Chairman Michael Hughes, Vice Chairman Randall Jones, Randall Gilmore and Matthew Spivey voted for the adoption before a full meeting room of more than 100 people. Thomas and Paul Robinson voted against the adoption, while Mark Ireson was absent. The meeting at times took on the aura of a church service or tent revival, with audience members cheering on the commenters quoting the Bible and the Koran, and they also cheered Thomas. Spivey, however, said the bottom line is the system is “not stating a preference for any religion.”
“Facts about what people believe is not indoctrination. It is not proselytizing,” Spivey said.
“Learning about culture and history is not indoctrination. It is facts,” Spivey said. “Ignoring facts is ignorance.”
Gilmore said that Christian missionaries must learn about the beliefs of other religions to do their work “to spread the fragrance of Christ.”
IS GOD ALLAH?
“My issue is with the truth of that statement” that Allah and God are the same entity, commenter Jim Jordan of Bristol told the board. “Christians believe not only is Jesus the son of God, he is God.” However, Jordan said the school system must be respectful of all religions.
Vicki Leslie of Kingsport suggested allowing the use of other texts and resources that do not contradict the religious beliefs of parents and students, although Board of Education Chairman Michael Hughes said the school system must adopt a textbook that meets state standards, which all on the approved list do. The system could get waivers for ones not on the list, with approval of the state.
“Whether people like it or not, we were founded as a Christian nation,” Bart Fowler of Kingsport said. “We have given this country away and given it away.” He said the Islamic prophet Mohammad spoke of one God the same as the God of Abraham and Jesus and that Muslims view Jesus as a prophet.
“It is not a school’s job to teach faith to children,” said Richard Penkoski, who said he moved from West Virginia to Sullivan County in December because of what he called a pro-Islamic Pearson social studies textbook. “If you don’t accept Jesus Christ, you are going to hell.” He also said the Koran calls for converting or killing non-Muslims. “Islam is a political ideology masquerading as a religion,” Penkoski said.
NEW “WORLD,” OLD “MY WORLD” TEXTS AT CENTER OF CONTROVERSY
The book in question is the seventh grade social studies book by McGraw-Hill called “World,” which was the overwhelming choice of teachers on the textbook committee but has not been formally chosen and won’t be until after a public comment session from 4 to 6 p.m. April 15 at the Akard Service Center in the old Akard Elementary School near Bristol. An article in Sunday’s Times News incorrectly gave the name of the seventh grade text Thomas questions as “My World” by Pearson, but that new seventh grade book is not on the Tennessee-approved texts on the blanket adoption list for the 2019-2024 cycle.

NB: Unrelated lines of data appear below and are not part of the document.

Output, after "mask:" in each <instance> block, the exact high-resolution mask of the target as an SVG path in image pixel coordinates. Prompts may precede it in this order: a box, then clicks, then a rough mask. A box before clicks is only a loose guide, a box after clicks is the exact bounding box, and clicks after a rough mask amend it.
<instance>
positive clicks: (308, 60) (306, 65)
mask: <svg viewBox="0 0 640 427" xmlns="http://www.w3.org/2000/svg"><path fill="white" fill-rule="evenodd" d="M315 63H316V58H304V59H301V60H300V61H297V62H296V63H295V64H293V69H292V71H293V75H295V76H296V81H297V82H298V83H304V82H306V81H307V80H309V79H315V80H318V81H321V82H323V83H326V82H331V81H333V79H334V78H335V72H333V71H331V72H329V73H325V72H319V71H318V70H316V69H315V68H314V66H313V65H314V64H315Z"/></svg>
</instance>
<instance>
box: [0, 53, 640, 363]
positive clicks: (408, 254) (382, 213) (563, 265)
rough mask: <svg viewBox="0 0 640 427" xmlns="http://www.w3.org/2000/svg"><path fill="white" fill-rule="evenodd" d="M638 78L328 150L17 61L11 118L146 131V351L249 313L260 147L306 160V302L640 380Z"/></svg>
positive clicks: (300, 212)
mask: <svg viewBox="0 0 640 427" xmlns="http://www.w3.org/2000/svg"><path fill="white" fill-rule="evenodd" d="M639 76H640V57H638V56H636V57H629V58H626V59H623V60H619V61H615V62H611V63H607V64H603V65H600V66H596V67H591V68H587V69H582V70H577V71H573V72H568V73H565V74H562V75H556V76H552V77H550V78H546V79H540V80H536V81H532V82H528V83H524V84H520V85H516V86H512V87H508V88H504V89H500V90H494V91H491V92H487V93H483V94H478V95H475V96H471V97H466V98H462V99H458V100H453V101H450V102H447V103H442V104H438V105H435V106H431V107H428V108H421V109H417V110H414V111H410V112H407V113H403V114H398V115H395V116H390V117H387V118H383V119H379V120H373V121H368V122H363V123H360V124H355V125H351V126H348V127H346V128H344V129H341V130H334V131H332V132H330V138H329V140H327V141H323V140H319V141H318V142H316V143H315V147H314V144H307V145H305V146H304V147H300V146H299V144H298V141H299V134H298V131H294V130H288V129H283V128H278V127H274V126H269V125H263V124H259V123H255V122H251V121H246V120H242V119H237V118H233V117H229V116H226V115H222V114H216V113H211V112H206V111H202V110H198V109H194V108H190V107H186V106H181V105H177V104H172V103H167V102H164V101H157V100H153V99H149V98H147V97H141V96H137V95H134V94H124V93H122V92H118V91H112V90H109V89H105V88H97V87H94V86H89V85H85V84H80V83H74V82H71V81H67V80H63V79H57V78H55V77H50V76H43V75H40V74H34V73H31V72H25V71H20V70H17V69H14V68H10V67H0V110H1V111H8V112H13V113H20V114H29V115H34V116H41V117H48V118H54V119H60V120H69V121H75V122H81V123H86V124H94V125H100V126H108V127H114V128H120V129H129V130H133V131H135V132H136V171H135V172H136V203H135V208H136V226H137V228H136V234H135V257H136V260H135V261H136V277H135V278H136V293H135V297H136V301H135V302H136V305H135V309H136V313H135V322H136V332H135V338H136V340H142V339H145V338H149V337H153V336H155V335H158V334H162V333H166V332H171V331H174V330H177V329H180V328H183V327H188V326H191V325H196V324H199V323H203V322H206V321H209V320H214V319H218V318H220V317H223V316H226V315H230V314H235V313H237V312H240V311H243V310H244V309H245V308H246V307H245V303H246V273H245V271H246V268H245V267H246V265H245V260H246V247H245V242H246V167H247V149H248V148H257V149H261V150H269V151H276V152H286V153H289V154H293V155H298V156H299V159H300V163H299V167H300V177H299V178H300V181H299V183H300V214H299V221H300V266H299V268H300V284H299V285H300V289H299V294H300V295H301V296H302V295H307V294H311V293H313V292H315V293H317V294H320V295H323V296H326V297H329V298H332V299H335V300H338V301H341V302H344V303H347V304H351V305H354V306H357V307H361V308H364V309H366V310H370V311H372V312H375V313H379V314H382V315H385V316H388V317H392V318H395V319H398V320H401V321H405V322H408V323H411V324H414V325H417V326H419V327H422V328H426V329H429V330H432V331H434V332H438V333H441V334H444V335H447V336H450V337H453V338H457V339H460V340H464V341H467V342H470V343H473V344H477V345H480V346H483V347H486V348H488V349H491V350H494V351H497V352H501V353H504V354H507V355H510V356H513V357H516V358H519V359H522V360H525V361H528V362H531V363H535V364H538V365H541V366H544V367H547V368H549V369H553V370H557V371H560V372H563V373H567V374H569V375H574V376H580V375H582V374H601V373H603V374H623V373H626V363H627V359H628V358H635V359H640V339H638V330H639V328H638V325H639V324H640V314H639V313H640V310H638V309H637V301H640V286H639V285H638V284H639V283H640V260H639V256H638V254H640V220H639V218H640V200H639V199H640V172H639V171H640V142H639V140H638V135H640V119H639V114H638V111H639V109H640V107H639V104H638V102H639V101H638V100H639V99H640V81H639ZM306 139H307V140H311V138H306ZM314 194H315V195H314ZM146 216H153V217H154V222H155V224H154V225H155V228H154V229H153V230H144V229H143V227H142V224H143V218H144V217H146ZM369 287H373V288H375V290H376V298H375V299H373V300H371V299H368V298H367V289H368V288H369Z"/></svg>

“The United States of America was established on Biblical principles, the rule of law and the Ten Commandments,” retired teacher Thomas said, arguing that no comparative religion should be taught at the seventh grade level because it confuses students she said are not ready for that and that the text amounts to Islamic indoctrination. “We should be teaching reading, writing and arithmetic.”
Director of Schools Evelyn Rafalowski explained that the board by law had to adopt textbooks by April 15 and that the blanket adoption served that purpose. Even after the system chooses a final seventh grade book, she said the system is not bound to buy it.
Thomas said the McGraw-Hill book, like the current Pearson “My World” text meeting the old social studies standards, in her mind is pro-Islam. But Rafalowski and Gilmore, a former history teacher in the system and head of King University’s teacher education program, said the McGraw-Hill book deals in facts about faith and is not an effort to convert people to Islam, Christianity or any other religion.